Quelles sont les principales étapes à suivre lors de la création d’un plan de réponse aux incidents ?

Pour moi il y a six étapes : 

1 – Être bien préparé, et disposer d’une équipe dédiée. On ne peut pas se permettre d’avoir un CERT low cost. Qui dit investissement low cost, dit réponse low cost.

2 – Identifier : toute la difficulté est de définir les critères qui déclenchent l’intervention d’une équipe CERT, en tenant compte des signaux faibles et des incidents mineurs.

3 – Confiner, et notamment s’assurer de l’isolation des environnements de restauration. Si ce travail a été mal fait, ça devient compliqué. C’est un sujet à revoir régulièrement dans l’année, en fonction des évolutions de l’architecture, et estimer si on tient toujours la route. Malheureusement, disposer d’un DAT à jour, c’est le point faible de nombreuses entreprises. Comment bien réagir si on connaît mal ses briques d’architecture et leurs mises à jour ?

4 – Éradiquer : lancer un processus de restauration, dupliquer l’image de tous les systèmes, et supprimer les traces malveillantes, collecter des données pour la partie post incident, et la riposte juridique si nécessaire.

5 – Bien préparer la phase de retour à la normale.

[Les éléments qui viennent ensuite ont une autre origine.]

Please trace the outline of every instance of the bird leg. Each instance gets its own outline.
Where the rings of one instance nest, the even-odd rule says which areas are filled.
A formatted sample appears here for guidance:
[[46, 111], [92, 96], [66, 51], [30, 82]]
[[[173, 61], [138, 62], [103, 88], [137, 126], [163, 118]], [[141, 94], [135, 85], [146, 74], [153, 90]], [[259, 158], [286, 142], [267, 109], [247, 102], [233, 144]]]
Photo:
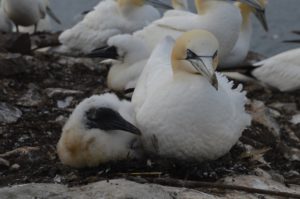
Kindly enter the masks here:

6 Les enseignements: qu’est-ce qu’on a appris de tout ça ? Se concentrer sur ce qui doit être amélioré, identifier les points où on a été moins bons

J’ajouterai que dans la logique anglo-saxonne, on associe souvent des indicateurs de ROI aux mesures de sécurité. C’est une projection, mais le calcul se base sur des éléments argumentés, pourquoi on investit dans la sécurité, et à quel niveau on se protège. Une cyber assurance est également indispensable, même si à terme, la gestion de ces contrats va devenir un casse-tête pour les assureurs.

C’est pour cela, face à l’émergence d’une cybercriminalité toujours plus organisée, qu’il est essentiel d’uniformiser les pratiques, par continent et par secteur d’activité. Si on s’en donne les moyens, on verra clairement les résultats dans les 10 années à venir, avec une industrie forte, partiellement souveraine, et des créations d’emplois.

Cependant, rappelons que quels que soient les moyens techniques, les référentiels ou la bonne volonté des tech, la problématique la plus profonde est celle du changement des organisations.